Saturday, June 30, 2012

Life as of 6-30-2012

Some people say "Write what you know" is the mantra of all successful writers. Other like to say things about how you won't be producing interesting writing unless you are living an interesting life, getting new experiences all the time. Others say, Fuck it, just write.

I've been living a very interesting life as of late, but it has been keeping me from producing writing at all. I don't think I am the sort of person who writes about what is happening to them. Usually.

Wednesday, June 20, 2012

Published Essay!

The  editor at the Four Ties Lit Review has been kind enough to publish an essay of mine. Check it out. It's about the how-to and why and of collaborative poetry, one of my favorite passtimes.

"“How Do You Say ‘Pineapple’ in Esperanto? / It Depends on How Many Cowboys are Getting into the Pool” |
The Pleasures of Collaborative Poetry part 1 of 2"

http://fourtieslitreview.com/2012/06/15/273/

Getting there, 

J

Saturday, June 9, 2012

Dissociation part 2: The Narrative Strikes Back


continued from part 1

Hoagland asks implicitly, and I wish to ask explicitly, of art that champions "a self-conscious lack of consequence," as much disassociative poetry appears to: What then does it exist to do? If you are trying to write something inconsequential, why even bother to write it? Hoagland asserts that one thing this vein of poetry certainly succeeds at is representing attitude (I think of punk rock here, and DaDa) more than anything else, an act all too common throughout American culture. So by seeking to convey the lack of substance that permeates contemporary culture, perhaps this lack of substance ends up permeating the poetry as well, to its detriment. What, if there is no substance, is the reader to engage with and enjoy?

Friday, June 8, 2012

Attitude and Disassociation, or How I Learned to Stop Worrying and Love Intelligibility

So I just read an essay about disassociation in poetry, specifically the urge some poets have to reject narrative, to embrace a disjointed structure that pivots and flails all the way down the page. It was Tony Hoagland's "Fear of Narrative and the Skittery Poem of Our Moment." And my poetry world just fell to pieces.

Friday, June 1, 2012

To Know What I'm Doing

I don't know what I'm doing when I write, usually. I think I am trying to find truths. Not The Truth. I don't believe in The Truth anymore. I believe in feelings, in impressions, in perspectives. Obscure ones, little heavy ones, even big guys that hide in strange places. Post-modernism, you complicate, but with your complication you liberate.
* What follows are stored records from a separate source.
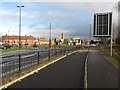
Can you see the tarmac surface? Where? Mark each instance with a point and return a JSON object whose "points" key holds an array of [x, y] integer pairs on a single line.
{"points": [[66, 73], [69, 73], [101, 73]]}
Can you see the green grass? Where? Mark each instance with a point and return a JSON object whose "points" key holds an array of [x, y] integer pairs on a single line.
{"points": [[115, 59], [13, 50]]}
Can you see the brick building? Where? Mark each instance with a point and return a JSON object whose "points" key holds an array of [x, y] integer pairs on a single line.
{"points": [[14, 39]]}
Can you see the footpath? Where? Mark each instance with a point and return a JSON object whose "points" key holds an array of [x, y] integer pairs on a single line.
{"points": [[101, 73]]}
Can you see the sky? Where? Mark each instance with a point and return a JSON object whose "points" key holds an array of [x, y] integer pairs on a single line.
{"points": [[71, 18]]}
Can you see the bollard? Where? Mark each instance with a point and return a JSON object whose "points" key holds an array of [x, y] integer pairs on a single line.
{"points": [[38, 57], [48, 54], [19, 62]]}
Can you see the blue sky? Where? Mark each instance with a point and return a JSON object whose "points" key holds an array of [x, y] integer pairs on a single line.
{"points": [[71, 18]]}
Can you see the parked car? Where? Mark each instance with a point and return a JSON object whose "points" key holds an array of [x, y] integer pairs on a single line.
{"points": [[14, 45], [7, 46], [34, 45], [1, 46]]}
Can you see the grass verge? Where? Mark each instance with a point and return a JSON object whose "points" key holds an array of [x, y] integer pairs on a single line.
{"points": [[14, 50], [115, 59]]}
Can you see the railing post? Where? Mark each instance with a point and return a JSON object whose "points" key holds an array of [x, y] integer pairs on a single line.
{"points": [[64, 51], [48, 54], [38, 57], [56, 52], [19, 62]]}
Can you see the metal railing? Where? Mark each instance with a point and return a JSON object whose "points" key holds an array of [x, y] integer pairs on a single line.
{"points": [[16, 63]]}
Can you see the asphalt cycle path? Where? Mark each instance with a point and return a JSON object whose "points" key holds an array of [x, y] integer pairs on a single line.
{"points": [[65, 73], [101, 73]]}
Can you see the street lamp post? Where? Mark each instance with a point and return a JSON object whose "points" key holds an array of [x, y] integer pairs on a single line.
{"points": [[50, 37], [20, 25]]}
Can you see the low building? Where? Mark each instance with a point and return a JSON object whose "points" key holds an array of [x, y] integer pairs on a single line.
{"points": [[14, 39], [43, 41]]}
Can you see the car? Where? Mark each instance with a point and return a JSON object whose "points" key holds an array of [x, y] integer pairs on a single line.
{"points": [[7, 46], [1, 46], [14, 45], [34, 45]]}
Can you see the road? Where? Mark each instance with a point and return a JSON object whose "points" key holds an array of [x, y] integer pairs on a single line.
{"points": [[101, 73], [66, 73], [40, 48], [14, 63]]}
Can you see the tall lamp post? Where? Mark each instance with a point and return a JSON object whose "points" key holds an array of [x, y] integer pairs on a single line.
{"points": [[20, 25], [50, 37]]}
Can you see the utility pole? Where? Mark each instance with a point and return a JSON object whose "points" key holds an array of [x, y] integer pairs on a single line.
{"points": [[50, 37], [20, 25], [90, 36], [111, 47]]}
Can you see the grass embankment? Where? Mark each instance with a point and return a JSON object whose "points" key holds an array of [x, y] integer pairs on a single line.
{"points": [[115, 59], [14, 50]]}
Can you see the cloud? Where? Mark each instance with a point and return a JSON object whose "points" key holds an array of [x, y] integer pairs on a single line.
{"points": [[73, 19]]}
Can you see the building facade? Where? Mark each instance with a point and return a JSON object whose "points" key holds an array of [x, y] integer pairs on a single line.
{"points": [[14, 39]]}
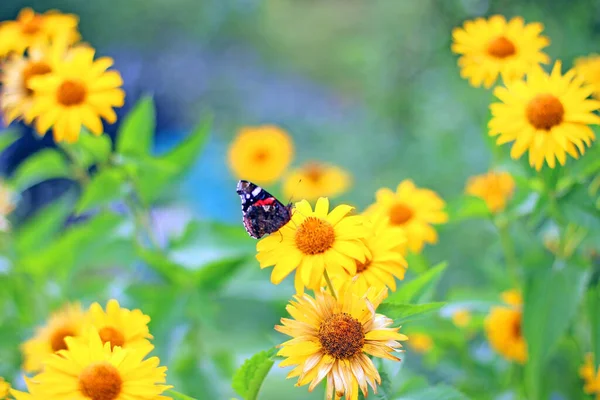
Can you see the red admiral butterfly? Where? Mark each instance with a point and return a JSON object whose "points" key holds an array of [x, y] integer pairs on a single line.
{"points": [[262, 212]]}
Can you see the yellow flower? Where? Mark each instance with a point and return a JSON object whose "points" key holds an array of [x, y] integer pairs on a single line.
{"points": [[385, 260], [90, 370], [120, 326], [312, 241], [314, 180], [31, 28], [49, 339], [260, 154], [589, 69], [420, 342], [548, 115], [414, 210], [495, 188], [503, 328], [493, 47], [591, 376], [77, 92], [331, 339], [461, 317]]}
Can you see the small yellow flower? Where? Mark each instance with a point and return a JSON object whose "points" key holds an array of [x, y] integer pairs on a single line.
{"points": [[414, 210], [87, 369], [589, 68], [461, 317], [260, 154], [31, 28], [420, 342], [78, 92], [49, 339], [314, 180], [313, 241], [120, 326], [495, 188], [331, 339], [503, 328], [549, 115], [493, 47]]}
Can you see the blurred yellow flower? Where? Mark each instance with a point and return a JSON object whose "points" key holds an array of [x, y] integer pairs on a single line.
{"points": [[495, 188], [420, 342], [589, 68], [503, 327], [260, 154], [385, 262], [548, 115], [49, 339], [120, 326], [591, 376], [78, 91], [414, 210], [90, 370], [313, 241], [314, 180], [31, 28], [493, 47], [331, 339], [461, 317]]}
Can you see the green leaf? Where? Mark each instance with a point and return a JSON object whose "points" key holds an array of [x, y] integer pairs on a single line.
{"points": [[552, 297], [136, 133], [106, 186], [40, 166], [402, 313], [249, 378], [421, 288], [178, 396]]}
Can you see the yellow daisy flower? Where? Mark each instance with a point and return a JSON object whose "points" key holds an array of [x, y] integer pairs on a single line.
{"points": [[314, 180], [548, 115], [260, 154], [120, 326], [90, 370], [385, 262], [495, 188], [78, 91], [420, 342], [503, 327], [493, 47], [589, 68], [331, 339], [49, 339], [31, 28], [312, 241], [414, 210]]}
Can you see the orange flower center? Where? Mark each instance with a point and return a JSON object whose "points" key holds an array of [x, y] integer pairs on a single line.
{"points": [[32, 69], [100, 381], [315, 236], [71, 93], [108, 334], [57, 339], [545, 111], [341, 336], [400, 214], [501, 47]]}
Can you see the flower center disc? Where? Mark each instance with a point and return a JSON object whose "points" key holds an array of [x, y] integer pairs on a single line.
{"points": [[341, 336], [400, 214], [314, 236], [112, 335], [57, 340], [100, 381], [71, 93], [545, 111], [501, 47]]}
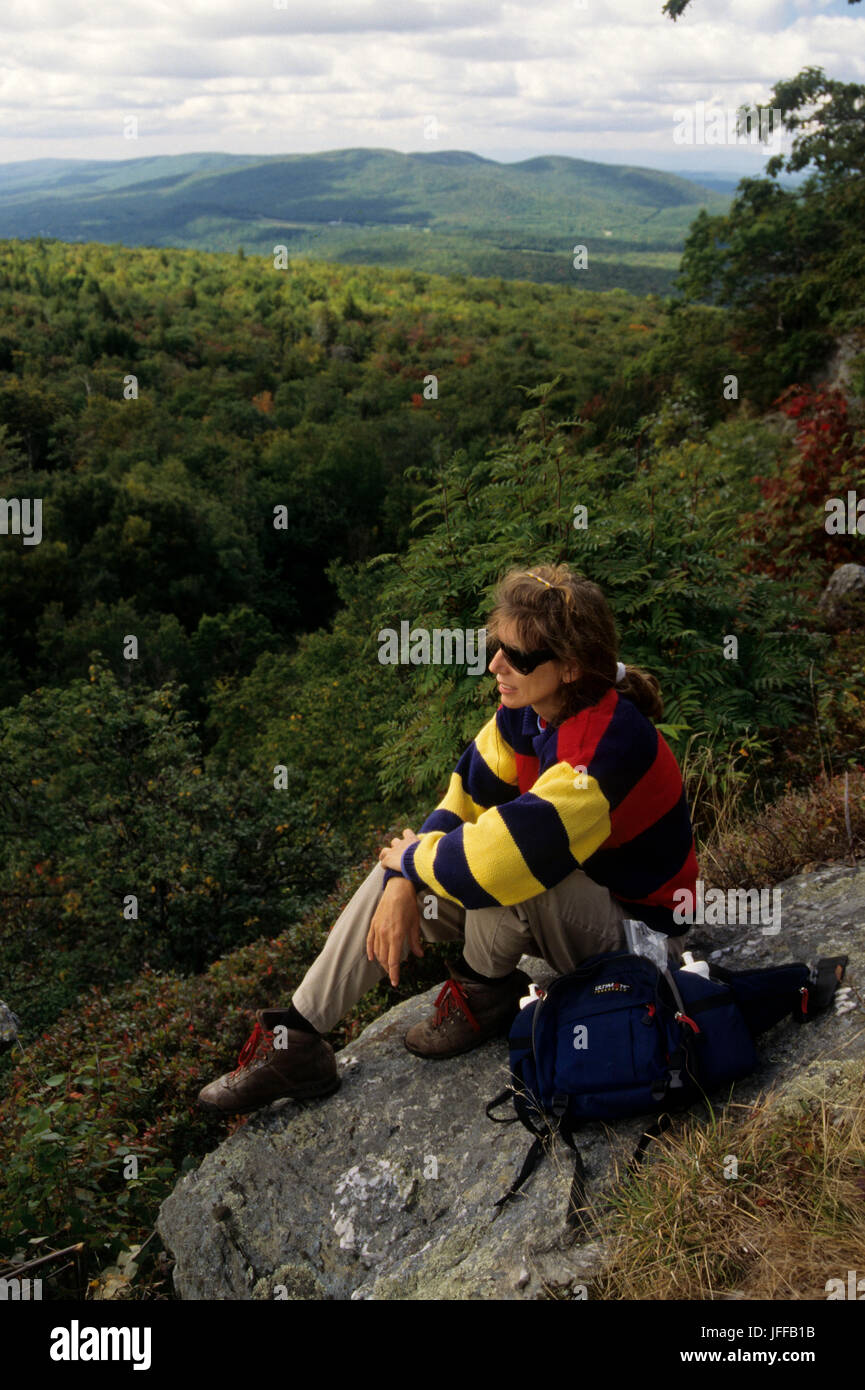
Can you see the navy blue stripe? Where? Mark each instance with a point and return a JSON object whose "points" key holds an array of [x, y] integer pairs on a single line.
{"points": [[625, 754], [519, 727], [481, 784], [440, 819], [541, 838], [451, 869], [650, 859]]}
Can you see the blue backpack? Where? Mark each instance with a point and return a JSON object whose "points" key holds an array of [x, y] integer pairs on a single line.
{"points": [[620, 1037]]}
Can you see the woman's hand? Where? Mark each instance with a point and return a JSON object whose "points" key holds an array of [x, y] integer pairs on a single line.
{"points": [[390, 856], [394, 922]]}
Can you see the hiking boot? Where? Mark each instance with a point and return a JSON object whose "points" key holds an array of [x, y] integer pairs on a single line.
{"points": [[466, 1015], [302, 1068]]}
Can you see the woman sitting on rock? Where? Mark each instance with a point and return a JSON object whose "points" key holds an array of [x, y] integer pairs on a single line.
{"points": [[565, 816]]}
I don't usually know what I'm writing about when I write. I like it that way. As writers, we are told to "write what you know!" by so many others who came before us. And this works for a while. But eventually, like a marathon runner or a fish plugging along upstream, I hit a wall. What can I say that has not been said before? That's when I reach.

First thing that comes to mind, jot it down. No pressure in brainstorming, in drafting--there will be time to murder words later. Plunge into that abyss. I find new things. I find strange things. Old dreams, cobwebbed. Something I once said to my sister that I don't believe anymore. Foghat. A lick from a Miles Davis tune. Matisse. Stamps.

I once went to a panel at a conference where the panelists talked about writing at, or writing through, as opposed to writing about. Writing about is lame. How now, to write through? At, in this scenario, seems easier. I can see my subject, and I approach. Via specificity. Via detail. Via a thimble where I allow connotations to sift through.

But Through? How to write as if I were inside a thing, and not separate from it? Surely this asks a certain kind of mind, from the author, a level of awareness that hinges upon imagination and breathes relentless impressions.

When I abandon trying to sound like I know what I'm doing and allow myself to sound like I'm feeling around in the dark, part exhilaration, part nervous laughter, part stubbing each individual toe, maybe this is through.